Sans surprise, à cette question posée en février 2023 dans le cadre d’une étude IFOP, menée conjointement pour le groupe Bayard, Boursorama et la Financière de l’Échiquier, et pour laquelle 8 réponses étaient proposées, la réponse « une nécessité pour vivre » est citée en 1er ou en 2ème par 88% des femmes et 80% des hommes. En deuxième position, vient la réponse « La liberté de réaliser ses projets », citée par 76% des femmes et 67% des hommes.
On le voit, hommes et femmes se retrouvent globalement sur cette dimension essentielle de l’argent, même si les hommes vont un peu plus évoquer que les femmes, d’autres dimensions :
- Un pouvoir pour peser dans la société : 8% vs 4%
- Un but en soi, quelque chose qu’il faut amasser : 7% vs 4%
- Un domaine passionnant (la finance, les placements, le fonctionnement de l’économie…) : 6% vs 3%
Sujet vital, l’argent est aussi et surtout un sujet complexe, tabou, traversé d’enjeux d’image sociale :
Une étude très intéressante menée en 2022 par Harris Interactive pour l’observatoire CETELEM, quantifie un certain nombre de perceptions que nous avons intuitivement sur le poids de l’argent, dans notre rapport à l’autre.
Ainsi, d’après cette étude, 80% des Français pensent que parler d’argent est davantage tabou en France que dans les autres pays, et 67% que gagner beaucoup d’argent est mal vu dans la société. Sur ce dernier point, il y a une assez forte disparité entre hommes et femmes, puisque 41% des femmes ne sont pas d’accord avec cette idée contre 23% des hommes.
Ainsi, s’il est très facile de parler d’argent avec son conjoint pour 59% des personnes, c’est plus compliqué voire difficile avec la famille nucléaire (25%), les amis (18%), la famille étendue (14%), les collègues de travail (15%).

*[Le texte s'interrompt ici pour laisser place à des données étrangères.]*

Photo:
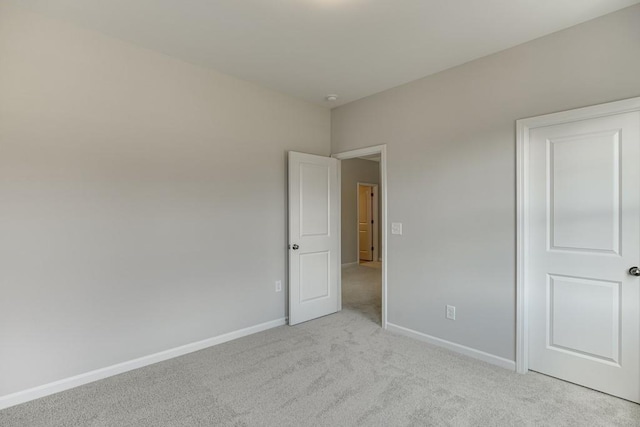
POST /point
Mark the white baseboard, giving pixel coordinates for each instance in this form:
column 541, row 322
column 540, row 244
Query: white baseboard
column 458, row 348
column 98, row 374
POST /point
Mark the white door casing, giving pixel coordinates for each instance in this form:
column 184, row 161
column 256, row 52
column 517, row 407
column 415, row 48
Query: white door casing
column 580, row 219
column 313, row 237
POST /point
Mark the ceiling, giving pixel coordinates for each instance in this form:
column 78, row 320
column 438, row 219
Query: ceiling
column 312, row 48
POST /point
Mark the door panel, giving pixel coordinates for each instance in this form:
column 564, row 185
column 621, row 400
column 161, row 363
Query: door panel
column 313, row 237
column 365, row 227
column 584, row 235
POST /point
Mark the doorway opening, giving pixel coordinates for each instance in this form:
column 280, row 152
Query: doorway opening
column 363, row 232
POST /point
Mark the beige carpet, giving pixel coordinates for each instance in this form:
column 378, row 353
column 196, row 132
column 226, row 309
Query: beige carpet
column 340, row 370
column 373, row 264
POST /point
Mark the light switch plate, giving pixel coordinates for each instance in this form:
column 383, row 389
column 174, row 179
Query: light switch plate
column 396, row 228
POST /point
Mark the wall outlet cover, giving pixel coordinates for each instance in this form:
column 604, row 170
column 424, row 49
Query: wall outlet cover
column 451, row 312
column 396, row 228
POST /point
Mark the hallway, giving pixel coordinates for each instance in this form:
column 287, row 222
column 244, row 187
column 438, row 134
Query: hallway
column 362, row 291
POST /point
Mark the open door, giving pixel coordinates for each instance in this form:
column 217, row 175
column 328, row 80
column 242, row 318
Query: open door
column 313, row 236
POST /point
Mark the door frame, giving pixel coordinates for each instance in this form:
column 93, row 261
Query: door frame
column 351, row 154
column 375, row 239
column 523, row 127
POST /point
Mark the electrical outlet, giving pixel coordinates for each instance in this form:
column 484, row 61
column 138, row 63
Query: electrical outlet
column 451, row 312
column 396, row 228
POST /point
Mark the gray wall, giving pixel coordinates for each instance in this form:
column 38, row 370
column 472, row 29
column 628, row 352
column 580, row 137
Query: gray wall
column 143, row 200
column 451, row 169
column 352, row 172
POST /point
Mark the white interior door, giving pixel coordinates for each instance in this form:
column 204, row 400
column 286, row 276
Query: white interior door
column 365, row 222
column 313, row 236
column 584, row 236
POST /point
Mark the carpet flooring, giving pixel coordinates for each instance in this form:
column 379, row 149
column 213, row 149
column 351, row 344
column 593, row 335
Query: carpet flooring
column 339, row 370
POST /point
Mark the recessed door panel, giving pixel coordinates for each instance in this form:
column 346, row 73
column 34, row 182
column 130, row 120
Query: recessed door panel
column 584, row 317
column 315, row 268
column 584, row 180
column 314, row 199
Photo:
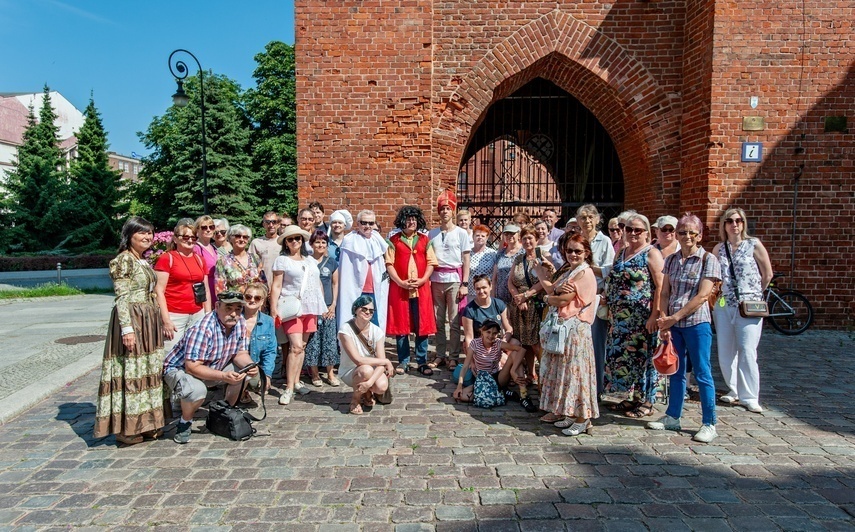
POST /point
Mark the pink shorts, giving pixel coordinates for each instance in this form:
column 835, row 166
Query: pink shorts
column 300, row 324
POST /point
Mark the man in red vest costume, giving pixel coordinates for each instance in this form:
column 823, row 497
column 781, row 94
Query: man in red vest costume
column 410, row 261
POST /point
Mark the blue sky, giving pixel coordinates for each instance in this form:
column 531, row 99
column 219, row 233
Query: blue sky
column 119, row 50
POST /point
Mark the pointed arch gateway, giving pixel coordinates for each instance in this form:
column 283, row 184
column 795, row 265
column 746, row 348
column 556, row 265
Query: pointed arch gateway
column 552, row 58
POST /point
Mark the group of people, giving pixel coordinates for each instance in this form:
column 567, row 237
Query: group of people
column 572, row 313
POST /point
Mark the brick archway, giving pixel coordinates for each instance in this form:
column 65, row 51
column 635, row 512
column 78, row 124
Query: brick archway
column 638, row 115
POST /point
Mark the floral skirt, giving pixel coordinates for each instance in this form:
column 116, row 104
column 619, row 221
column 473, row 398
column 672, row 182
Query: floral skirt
column 322, row 348
column 130, row 393
column 568, row 381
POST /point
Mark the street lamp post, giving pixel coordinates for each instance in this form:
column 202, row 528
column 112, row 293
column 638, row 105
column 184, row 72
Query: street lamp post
column 179, row 72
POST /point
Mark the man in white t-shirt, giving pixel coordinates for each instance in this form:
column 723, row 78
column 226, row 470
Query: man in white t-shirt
column 452, row 246
column 266, row 248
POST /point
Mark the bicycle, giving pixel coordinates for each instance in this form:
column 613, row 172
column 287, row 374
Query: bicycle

C’est difficile peut-être parce que l’argent, c’est pour beaucoup, consciemment ou inconsciemment un critère d’estimation sociale. Ainsi, l’argent, le fait d’en avoir ou non, le fait d’en gagner beaucoup ou non, est important dans la façon dont les personnes se jugent elles-mêmes, (très important ou plutôt important pour 54% des personnes interrogées), dans la façon dont elles jugent et/ou considèrent les autres (38%), dans le choix des fréquentations (36%).

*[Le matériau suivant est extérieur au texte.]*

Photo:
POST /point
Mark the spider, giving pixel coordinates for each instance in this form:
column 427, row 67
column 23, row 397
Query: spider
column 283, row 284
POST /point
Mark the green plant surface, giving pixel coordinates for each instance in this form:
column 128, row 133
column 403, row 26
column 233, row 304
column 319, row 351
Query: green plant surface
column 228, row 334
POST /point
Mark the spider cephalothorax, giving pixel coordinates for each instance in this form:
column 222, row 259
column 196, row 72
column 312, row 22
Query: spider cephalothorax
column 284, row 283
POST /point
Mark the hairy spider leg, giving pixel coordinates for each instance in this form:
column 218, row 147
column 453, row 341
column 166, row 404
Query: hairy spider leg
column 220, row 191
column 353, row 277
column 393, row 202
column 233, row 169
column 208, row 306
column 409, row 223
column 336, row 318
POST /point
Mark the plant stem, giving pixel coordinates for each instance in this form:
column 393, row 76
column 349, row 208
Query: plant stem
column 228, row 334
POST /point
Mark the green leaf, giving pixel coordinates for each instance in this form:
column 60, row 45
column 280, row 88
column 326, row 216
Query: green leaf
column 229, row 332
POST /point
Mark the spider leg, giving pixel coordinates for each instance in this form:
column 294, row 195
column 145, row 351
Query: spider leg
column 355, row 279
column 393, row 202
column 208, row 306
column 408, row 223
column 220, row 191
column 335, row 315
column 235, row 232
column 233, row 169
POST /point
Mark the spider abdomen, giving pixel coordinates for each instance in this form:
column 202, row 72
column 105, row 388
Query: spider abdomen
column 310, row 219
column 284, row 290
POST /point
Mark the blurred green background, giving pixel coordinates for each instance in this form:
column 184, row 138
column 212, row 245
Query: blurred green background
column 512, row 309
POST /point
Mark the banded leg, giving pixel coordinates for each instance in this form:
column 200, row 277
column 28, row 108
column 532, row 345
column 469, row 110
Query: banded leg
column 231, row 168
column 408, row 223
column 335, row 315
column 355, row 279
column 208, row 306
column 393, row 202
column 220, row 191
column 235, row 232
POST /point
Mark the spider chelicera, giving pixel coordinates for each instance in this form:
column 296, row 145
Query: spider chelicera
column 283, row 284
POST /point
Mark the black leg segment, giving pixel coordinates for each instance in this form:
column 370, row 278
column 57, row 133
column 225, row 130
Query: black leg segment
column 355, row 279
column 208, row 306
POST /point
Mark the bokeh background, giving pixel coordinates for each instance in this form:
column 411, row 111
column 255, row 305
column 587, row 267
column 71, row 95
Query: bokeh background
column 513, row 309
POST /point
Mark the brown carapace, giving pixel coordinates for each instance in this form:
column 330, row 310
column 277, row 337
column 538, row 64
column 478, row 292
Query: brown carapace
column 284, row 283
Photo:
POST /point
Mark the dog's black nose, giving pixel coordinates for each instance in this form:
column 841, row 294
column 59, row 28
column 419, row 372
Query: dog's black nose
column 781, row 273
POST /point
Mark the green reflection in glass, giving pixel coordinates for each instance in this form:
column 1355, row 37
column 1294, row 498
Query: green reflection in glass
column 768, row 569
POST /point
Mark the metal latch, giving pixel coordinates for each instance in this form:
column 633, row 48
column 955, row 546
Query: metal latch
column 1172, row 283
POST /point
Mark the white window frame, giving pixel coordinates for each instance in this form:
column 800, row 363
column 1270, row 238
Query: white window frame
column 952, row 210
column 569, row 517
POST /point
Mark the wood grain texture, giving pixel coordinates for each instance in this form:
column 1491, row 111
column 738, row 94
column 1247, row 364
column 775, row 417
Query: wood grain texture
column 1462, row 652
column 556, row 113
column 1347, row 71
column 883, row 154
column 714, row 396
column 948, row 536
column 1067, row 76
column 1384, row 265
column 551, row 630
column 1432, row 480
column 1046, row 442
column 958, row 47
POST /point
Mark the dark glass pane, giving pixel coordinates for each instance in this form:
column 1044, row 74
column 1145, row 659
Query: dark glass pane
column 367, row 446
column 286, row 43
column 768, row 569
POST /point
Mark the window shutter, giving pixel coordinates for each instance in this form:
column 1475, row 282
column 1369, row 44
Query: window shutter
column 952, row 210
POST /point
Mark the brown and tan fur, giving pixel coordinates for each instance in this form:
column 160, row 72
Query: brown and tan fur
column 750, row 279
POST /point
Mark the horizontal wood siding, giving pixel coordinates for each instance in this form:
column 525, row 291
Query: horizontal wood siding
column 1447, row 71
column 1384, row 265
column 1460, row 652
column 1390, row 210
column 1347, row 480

Ces chiffres, même s’ils peuvent être affectés de biais d’insincérité, nous invitent à questionner notre propre rapport à l’argent, et celui de ceux qui nous entourent, hommes, femmes et de voir si nous pouvons à notre niveau observer des différences.
Nous avons tous un rapport à l’argent unique, grandement lié à l’environnement familial dans lequel nous avons grandi, à la façon dont l’argent était vécu sous nos yeux d’enfants : ai-je grandi dans un contexte où l’argent manquait ? ou au contraire coulait à flot ? Comment parlait-on de l’argent ? avec fierté ? mépris ? passion ? Des histoires d’argent pesaient-elles sur les liens familiaux de nos parents ? étaient-elles taboues ? ou au contraire obsessionnelles ? Et moi, quand j’étais petit, est-ce que j’avais de l’argent de poche ? est-ce que je le gagnais… ?
L’argent c’est beaucoup plus que l’argent , il a une portée symbolique!
Pour certains, l’argent renvoie à un pouvoir, à une force, à une puissance. Pour d’autres, l’argent renvoie en priorité à la protection, la sécurité. Pour d’autres, l’argent renvoie au plaisir, à la libéralité, à la générosité. Mal régulés, ces niveaux symboliques peuvent générer des besoins malsains et excessifs d’amasser de l’argent, pour dominer, jouir, épater, pervertir, dilapider.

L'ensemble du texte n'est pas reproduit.